You're not backing yourself into a corner, but it does seem like you're creating a lot more work for yourself than is necessary.

 

When you import a managed solution with a given component (a table, for instance) and that component already exists in the target environment as unmanaged, Dataverse will automatically convert the component to managed (i.e. the managed solution always wins). This is true whether you are importing one, three, or twenty components at a time.

What benefit are you looking for by converting them to managed one at a time?

steve-platz
Regular Visitor

@cchannon That was my understanding, what I saw from testing, and why I came ultimately went down this path. The benefits I'm looking for are risk mitigation (smaller, incremental changes to managed) and the ability to not have to switch over all unmanaged components to managed in a big bang. I'm a single developer on a medium-sized deployment and need to balance changing to managed with ongoing customizations + other commitments.

Ok, then before you start down this path, a bit of advice: be sure you are ready. Doing these entities one at a time isn't going to mitigate much risk for you because once you go managed on anything it is quite hard to go back.

 

I am strongly in favor of using managed solutions, but I have been doing it for years and I know the pitfalls. If you want to dip a toe in the water, I think that's a good idea but don't do it by going partially managed. Instead, make a copy of your target environment and go all in as managed in the copy, while changing nothing about your process in the real thing (unmanaged). Then go for one or two more releases like that and see how the two environments differ: managed to managed and unmanaged to unmanaged.

 

This will let you get a feel for it and mitigate risk by not actually touching production until you are totally ready.

@cchannon That's a great idea. I think pushing managed/unmanaged to dual environments would be a great way to build up the managed solution while feeling more comfortable about the eventual switch. It seems best to make a copy of production before every managed deployment, to ensure there will be no issues when the actual switch occurs.

 

Deployment PipelineDeployment Pipeline

 

Outside of needing to maintain a copy of the unmanaged solution so you can make changes in the future, and the potential issues that can come with layering and dependencies, what other pitfalls should I watch out for? I plan to start with a single, monolithic solution.

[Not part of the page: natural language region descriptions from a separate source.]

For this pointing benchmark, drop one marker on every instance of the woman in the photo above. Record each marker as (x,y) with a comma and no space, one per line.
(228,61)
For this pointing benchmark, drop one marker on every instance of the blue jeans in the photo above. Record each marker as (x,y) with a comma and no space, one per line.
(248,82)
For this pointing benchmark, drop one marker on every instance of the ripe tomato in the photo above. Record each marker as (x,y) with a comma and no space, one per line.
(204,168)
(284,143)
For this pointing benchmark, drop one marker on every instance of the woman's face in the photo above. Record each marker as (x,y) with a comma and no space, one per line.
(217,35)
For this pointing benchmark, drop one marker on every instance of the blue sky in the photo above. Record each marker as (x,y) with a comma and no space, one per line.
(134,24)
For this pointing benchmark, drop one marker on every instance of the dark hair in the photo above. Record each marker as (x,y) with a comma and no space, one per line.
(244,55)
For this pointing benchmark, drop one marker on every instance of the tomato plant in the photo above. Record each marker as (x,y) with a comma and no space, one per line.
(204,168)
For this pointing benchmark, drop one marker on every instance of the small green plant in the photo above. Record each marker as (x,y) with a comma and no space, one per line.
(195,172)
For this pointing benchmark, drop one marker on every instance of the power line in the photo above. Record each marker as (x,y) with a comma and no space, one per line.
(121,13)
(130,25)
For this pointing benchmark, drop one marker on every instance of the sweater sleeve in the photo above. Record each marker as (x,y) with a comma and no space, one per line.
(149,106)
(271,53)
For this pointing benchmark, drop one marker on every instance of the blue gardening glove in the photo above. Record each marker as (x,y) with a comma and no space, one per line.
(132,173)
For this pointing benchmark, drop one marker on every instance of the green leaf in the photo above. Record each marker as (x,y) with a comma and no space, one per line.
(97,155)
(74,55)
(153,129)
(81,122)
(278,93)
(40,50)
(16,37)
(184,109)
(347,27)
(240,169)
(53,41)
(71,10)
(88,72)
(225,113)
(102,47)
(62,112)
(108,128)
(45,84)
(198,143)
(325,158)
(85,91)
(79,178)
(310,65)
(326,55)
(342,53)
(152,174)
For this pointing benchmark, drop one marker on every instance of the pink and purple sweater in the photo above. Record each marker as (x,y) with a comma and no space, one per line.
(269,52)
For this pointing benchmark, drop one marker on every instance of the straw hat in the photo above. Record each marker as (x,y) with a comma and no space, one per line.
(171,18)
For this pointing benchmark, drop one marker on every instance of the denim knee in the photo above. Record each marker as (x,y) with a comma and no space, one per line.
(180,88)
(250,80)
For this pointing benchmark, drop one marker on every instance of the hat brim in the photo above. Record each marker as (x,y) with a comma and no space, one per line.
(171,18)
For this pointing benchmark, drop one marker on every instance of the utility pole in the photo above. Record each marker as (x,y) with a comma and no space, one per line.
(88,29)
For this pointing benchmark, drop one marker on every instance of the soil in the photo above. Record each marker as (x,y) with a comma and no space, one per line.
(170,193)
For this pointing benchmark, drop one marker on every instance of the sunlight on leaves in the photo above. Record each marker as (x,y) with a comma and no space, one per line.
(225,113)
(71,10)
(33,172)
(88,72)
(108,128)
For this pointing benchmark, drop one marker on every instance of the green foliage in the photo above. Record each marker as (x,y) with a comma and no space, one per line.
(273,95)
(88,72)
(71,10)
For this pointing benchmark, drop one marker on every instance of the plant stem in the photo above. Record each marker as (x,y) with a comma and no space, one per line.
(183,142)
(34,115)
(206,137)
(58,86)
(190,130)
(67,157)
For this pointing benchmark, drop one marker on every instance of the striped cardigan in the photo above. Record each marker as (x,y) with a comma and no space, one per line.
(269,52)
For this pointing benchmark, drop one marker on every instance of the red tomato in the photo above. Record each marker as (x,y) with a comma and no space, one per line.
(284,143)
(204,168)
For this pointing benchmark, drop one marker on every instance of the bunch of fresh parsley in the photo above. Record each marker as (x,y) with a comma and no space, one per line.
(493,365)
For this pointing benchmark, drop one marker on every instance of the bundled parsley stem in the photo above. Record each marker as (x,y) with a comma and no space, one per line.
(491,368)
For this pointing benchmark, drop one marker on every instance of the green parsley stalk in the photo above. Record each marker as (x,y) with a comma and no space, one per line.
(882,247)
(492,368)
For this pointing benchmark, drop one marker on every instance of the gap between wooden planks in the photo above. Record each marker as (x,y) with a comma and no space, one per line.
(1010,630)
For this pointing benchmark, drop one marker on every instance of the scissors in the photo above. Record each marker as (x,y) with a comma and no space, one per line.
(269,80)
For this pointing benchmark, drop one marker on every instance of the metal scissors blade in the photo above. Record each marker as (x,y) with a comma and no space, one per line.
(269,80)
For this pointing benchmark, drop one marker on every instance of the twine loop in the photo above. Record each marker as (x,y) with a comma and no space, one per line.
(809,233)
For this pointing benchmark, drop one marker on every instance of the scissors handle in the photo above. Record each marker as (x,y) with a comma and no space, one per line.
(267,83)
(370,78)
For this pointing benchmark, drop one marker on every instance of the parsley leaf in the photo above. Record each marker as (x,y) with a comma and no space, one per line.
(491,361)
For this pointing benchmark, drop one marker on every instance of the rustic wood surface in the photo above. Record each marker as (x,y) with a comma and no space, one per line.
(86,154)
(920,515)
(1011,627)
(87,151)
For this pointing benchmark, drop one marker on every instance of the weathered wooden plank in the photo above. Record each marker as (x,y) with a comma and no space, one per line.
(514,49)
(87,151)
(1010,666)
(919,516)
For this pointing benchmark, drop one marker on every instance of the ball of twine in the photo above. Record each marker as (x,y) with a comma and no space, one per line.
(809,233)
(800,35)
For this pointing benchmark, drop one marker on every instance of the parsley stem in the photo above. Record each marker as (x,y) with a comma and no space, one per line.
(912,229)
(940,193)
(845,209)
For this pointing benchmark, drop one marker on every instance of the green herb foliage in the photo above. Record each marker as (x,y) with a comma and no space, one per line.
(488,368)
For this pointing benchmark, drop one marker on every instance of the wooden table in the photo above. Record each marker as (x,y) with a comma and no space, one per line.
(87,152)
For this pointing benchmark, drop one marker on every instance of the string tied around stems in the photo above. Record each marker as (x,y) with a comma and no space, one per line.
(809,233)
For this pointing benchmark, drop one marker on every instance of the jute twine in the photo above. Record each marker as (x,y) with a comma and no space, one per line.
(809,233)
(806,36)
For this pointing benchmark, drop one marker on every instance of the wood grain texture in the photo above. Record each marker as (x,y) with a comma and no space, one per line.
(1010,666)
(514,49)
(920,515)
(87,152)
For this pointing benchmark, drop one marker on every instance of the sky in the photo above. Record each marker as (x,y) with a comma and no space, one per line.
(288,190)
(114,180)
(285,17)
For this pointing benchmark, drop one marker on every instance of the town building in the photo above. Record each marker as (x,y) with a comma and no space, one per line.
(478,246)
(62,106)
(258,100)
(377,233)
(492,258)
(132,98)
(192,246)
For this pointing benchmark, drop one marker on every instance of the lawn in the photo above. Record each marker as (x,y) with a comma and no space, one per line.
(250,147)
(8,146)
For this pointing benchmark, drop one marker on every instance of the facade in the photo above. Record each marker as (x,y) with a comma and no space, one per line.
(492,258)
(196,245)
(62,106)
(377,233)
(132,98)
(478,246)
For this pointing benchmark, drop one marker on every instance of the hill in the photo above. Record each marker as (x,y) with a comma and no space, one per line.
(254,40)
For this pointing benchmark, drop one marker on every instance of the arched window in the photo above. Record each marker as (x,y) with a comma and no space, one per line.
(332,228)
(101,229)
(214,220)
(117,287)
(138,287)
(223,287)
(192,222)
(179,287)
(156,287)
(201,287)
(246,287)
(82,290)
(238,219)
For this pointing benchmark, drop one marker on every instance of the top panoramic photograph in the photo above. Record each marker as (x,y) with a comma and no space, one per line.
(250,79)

Yeah, you're on the right track here for sure.

 

What I'd add is that when dealing with managed solutions it is the "stacking" where you run into complications, as opposed to the initial push; your second managed solution install has far more ways to go wrong than the first.

 

So instead of copying Prod before every release, copy it just once and branch into a Prod and a "Shadow Prod" where you continue to push to Prod for a little while unmanaged because that is safe and comfortable and you know what you're in for, but at the same time you push out a couple releases in a row managed to 'shadow prod'. With a bit of luck, you'll hit conflicts like mismatched publisher prefixes or dependency blocks or other failed imports that will let you get a sense for the quirks without ever putting prod at risk. Or, maybe your solution is just so well-managed and straightforward that you hit no issues at all, in that case you can switch to managed without any hesitation knowing you've really tested it out.

 

Beyond that, your headaches in the future will all be about cross-solution layering. So, unmanaged customizations on top of your managed ones; multiple managed solutions that have conflicts or overlap; things like that. For as long as you are monolithic, as you say, these issues will be rare. Just know the community is always here to help if you run across a nasty issue and need some advice!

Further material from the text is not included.